Die Champions der ersten schwäbischen Mostmeisterschaft sind gekürt!

Wer macht den besten Most zwischen Alb, Neckar, Schönbuch und Heckengäu? Dieser Frage ging der Verein Schwäbisches Streuobstparadies e. V. am 22.06.2017 in der „Alten Turnhalle“ in Herrenberg nach. Die ersten Plätze der drei Kategorien gehen in die Landkreise Böblingen und Tübingen.

Die vielen kreisweiten Most-Prämierungen im Hobbybereich sprechen für sich. Der schwäbische Most, ein Naturprodukt aus den heimischen Streuobstwiesen, findet wieder Anklang in der Bevölkerung. Und auch in die Regale des Einzelhandels und der Direktvermarkter findet das schwäbische Nationalgetränk wieder seinen Weg - ob traditionell oder in neuen fruchtigen Varianten, für jeden ist etwas dabei.

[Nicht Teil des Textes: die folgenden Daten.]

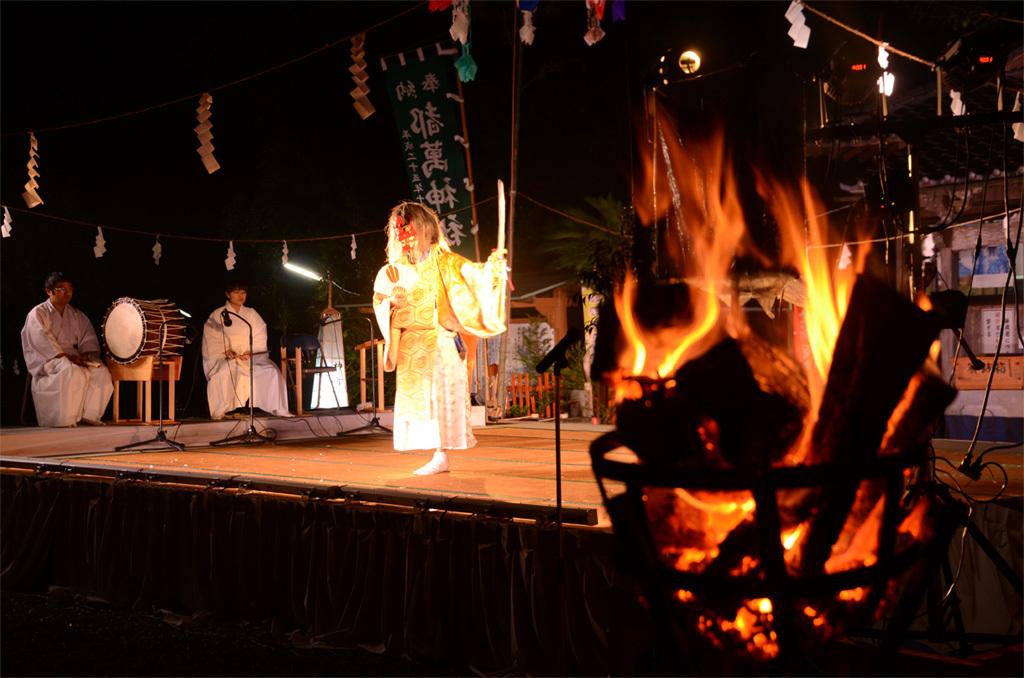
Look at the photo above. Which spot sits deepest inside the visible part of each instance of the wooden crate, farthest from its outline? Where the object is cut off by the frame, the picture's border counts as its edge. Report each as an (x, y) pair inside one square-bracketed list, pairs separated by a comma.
[(1009, 373)]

Und so strömten auch bei größter Hitze über 100 Gäste am Donnerstagabend in die altehrwürdigen Gemäuer der „Alten Turnhalle“ in Herrenberg, um in geselliger Runde die verschiedenen Facetten des Schwäbischen Mostes zu beleuchten und deren Qualität anhand sensorischer Merkmale zu bemessen.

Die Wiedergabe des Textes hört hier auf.